A trend is emerging whereby Courts are beginning to permit court documents to be validly served upon parties by posting them on their Facebook and other social networking sites.
A judgement of a Supreme Court in the ACT had previously permitted a firm of Solicitors to use a Defendants’ Facebook site to serve a Court judgement upon them. This shouldn’t come as a surprise given that both email and mobile phone messages have previously been used as a medium for the service of court documents.
The Supreme Court acceded to the request to use the site to serve notice of a default judgement on two lenders who had defaulted on their loan taken out with MKM Capital to refinance their property.
MKM applied to the court for a judgement for both the unpaid amount of the loan owing and for possession of the defendants’ property after the couple failed to appear in court to defend the action.
The defendants’ non-appearance resulted in a default judgement being granted, with MKM being left to locate the defendants and serve them with a copy of the judgement. Engaging private investigators failed to locate the defendants. It was at this point that the Solicitors for MKM scrutinised their Facebook profiles which revealed their dates of birth, email addresses and friends’ lists.
The information appearing on the defendants’ Facebook websites was found by the Court to be sufficient to satisfy the Master of the Supreme Court that the internet site was a sufficient method of communicating with the defendants.
The decision raises the question of how much evidence must be presented to a Court in order for them to be satisfied that the information on a social networking site is authentic, and hasn’t been fabricated or falsified by a third party. In this particular case it was established that the debtors in question had in fact posted correct details on their profiles.

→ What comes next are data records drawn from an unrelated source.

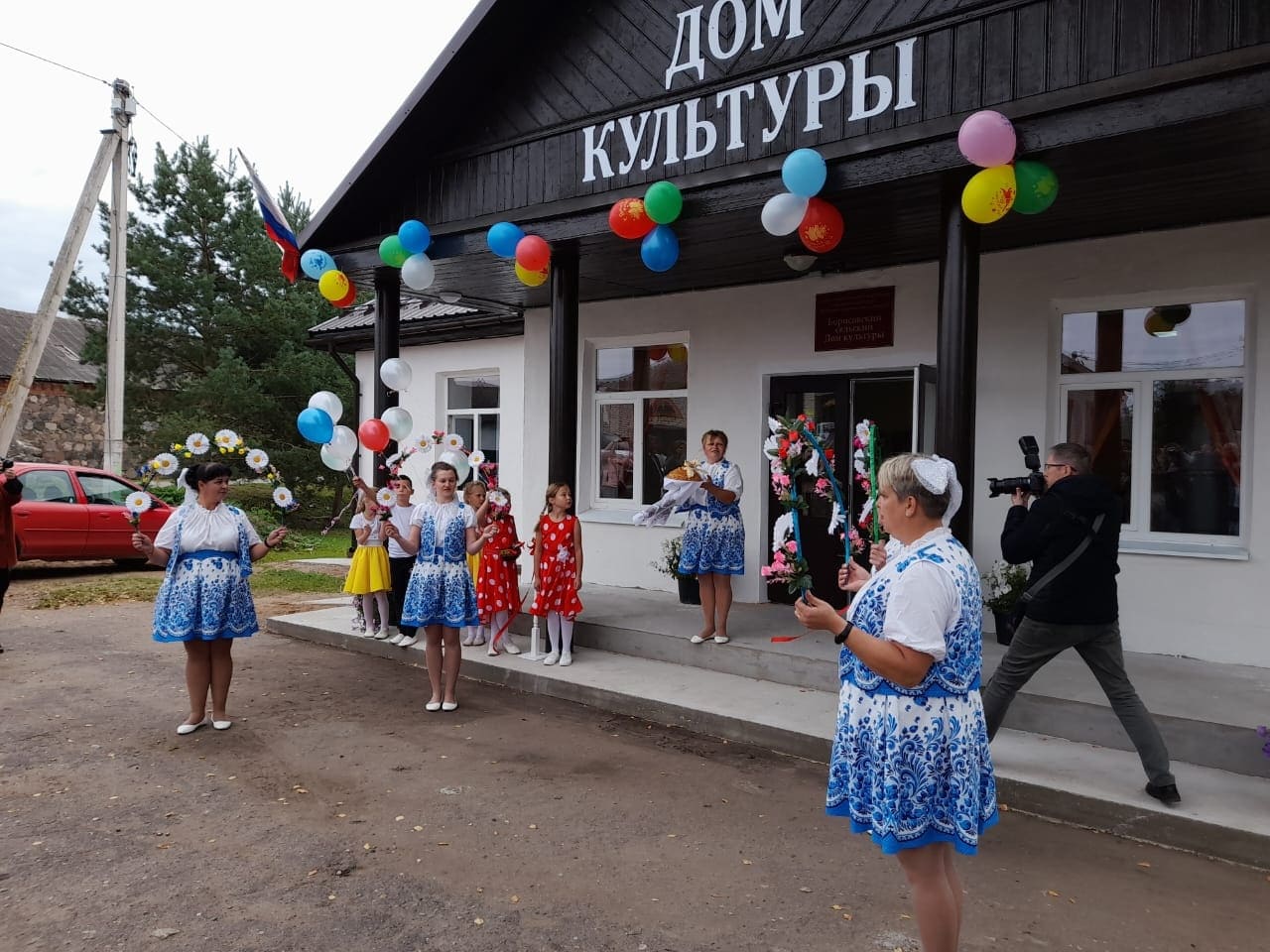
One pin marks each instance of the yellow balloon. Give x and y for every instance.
(989, 194)
(333, 285)
(532, 280)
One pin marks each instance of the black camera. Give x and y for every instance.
(1033, 483)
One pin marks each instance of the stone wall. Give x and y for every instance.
(56, 429)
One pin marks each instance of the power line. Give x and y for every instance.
(54, 62)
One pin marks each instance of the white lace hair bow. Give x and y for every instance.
(939, 476)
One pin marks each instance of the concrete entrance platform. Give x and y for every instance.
(784, 697)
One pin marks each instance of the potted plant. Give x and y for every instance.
(690, 590)
(1002, 587)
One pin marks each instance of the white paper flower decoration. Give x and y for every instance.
(164, 465)
(257, 460)
(137, 503)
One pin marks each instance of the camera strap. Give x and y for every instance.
(1065, 565)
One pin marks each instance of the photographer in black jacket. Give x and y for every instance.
(1079, 607)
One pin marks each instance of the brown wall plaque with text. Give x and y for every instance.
(848, 320)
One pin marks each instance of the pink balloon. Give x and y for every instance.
(987, 139)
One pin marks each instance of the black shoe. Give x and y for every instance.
(1166, 793)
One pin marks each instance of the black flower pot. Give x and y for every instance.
(690, 589)
(1005, 627)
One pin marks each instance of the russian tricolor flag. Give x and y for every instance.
(276, 225)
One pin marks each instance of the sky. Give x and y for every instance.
(302, 93)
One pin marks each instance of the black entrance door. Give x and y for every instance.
(835, 403)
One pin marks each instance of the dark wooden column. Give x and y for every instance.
(957, 349)
(563, 368)
(388, 318)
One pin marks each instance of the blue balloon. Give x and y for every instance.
(804, 173)
(316, 425)
(659, 249)
(503, 238)
(414, 236)
(316, 263)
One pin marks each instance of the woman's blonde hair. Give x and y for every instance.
(897, 474)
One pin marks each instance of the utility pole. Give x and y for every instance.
(14, 398)
(123, 107)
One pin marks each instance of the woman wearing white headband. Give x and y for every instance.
(911, 763)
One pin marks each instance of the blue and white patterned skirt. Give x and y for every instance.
(912, 771)
(440, 593)
(204, 598)
(712, 544)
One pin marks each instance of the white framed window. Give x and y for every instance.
(1160, 395)
(640, 421)
(472, 412)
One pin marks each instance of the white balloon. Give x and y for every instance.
(458, 461)
(331, 460)
(343, 442)
(784, 213)
(395, 375)
(399, 421)
(418, 272)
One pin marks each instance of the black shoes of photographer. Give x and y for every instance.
(1166, 793)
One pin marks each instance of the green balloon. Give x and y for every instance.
(1038, 186)
(663, 202)
(391, 252)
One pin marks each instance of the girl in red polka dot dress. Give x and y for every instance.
(558, 571)
(498, 589)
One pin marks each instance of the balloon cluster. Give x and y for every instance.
(988, 140)
(649, 218)
(405, 250)
(531, 253)
(331, 282)
(818, 223)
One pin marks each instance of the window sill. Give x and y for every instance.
(625, 517)
(1187, 549)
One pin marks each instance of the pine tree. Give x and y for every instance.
(214, 334)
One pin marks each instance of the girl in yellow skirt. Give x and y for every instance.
(474, 495)
(368, 578)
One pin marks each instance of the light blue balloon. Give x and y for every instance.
(659, 249)
(804, 173)
(316, 425)
(316, 263)
(503, 238)
(414, 236)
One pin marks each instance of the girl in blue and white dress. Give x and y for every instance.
(911, 763)
(204, 599)
(440, 597)
(714, 537)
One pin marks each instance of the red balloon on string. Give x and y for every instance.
(629, 220)
(532, 253)
(822, 226)
(373, 434)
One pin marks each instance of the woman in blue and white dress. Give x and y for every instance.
(911, 763)
(440, 597)
(204, 599)
(714, 537)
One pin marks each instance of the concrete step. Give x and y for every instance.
(1222, 814)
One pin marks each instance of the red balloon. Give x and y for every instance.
(373, 434)
(822, 226)
(532, 253)
(629, 220)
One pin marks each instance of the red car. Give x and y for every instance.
(76, 512)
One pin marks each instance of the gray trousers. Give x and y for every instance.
(1098, 645)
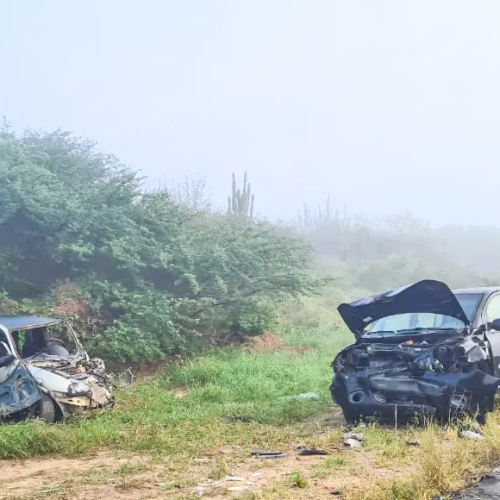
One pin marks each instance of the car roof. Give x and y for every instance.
(14, 323)
(484, 290)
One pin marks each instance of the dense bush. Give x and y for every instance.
(155, 276)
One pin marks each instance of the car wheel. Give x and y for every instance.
(46, 410)
(351, 418)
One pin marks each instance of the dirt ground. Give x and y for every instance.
(225, 474)
(122, 478)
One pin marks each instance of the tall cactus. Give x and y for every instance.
(240, 204)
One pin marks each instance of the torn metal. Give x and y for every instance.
(58, 378)
(416, 354)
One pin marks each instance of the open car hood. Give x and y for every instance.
(427, 296)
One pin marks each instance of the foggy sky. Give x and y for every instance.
(386, 105)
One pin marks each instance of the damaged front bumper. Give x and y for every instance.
(396, 384)
(100, 398)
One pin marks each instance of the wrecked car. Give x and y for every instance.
(46, 373)
(421, 350)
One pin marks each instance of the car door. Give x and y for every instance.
(490, 312)
(18, 389)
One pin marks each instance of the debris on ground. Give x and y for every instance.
(353, 440)
(237, 488)
(304, 451)
(269, 454)
(124, 379)
(488, 488)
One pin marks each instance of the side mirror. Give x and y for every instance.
(6, 360)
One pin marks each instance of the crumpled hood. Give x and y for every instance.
(426, 296)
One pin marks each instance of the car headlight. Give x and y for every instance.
(78, 389)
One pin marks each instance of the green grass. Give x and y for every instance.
(151, 417)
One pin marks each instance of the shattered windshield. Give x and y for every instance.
(413, 322)
(53, 340)
(409, 322)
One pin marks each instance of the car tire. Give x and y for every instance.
(351, 418)
(46, 410)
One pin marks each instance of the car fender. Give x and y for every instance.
(494, 343)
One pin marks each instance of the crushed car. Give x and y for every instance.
(421, 350)
(46, 373)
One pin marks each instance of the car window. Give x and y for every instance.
(492, 310)
(410, 321)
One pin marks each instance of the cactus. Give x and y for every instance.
(241, 203)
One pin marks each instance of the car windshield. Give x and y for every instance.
(409, 322)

In a more recent decision of Byrne v Howard, a Federal Magistrate has permitted a child support application to be served upon an individual on his facebook application, after which he shut down his Facebook and MySpace accounts. The application was for parentage testing, a declaration of paternity and an application for assessment of child support. The Applicant sought an order for substituted service. Most Court rules provide for orders for substituted service where reasonable steps have been taken to locate and serve a document.
If for any reason, it is impracticable to serve a document as required by the court rules by way of personal service, the court may make an order dispensing with service or substituting another way of service of the document concerned.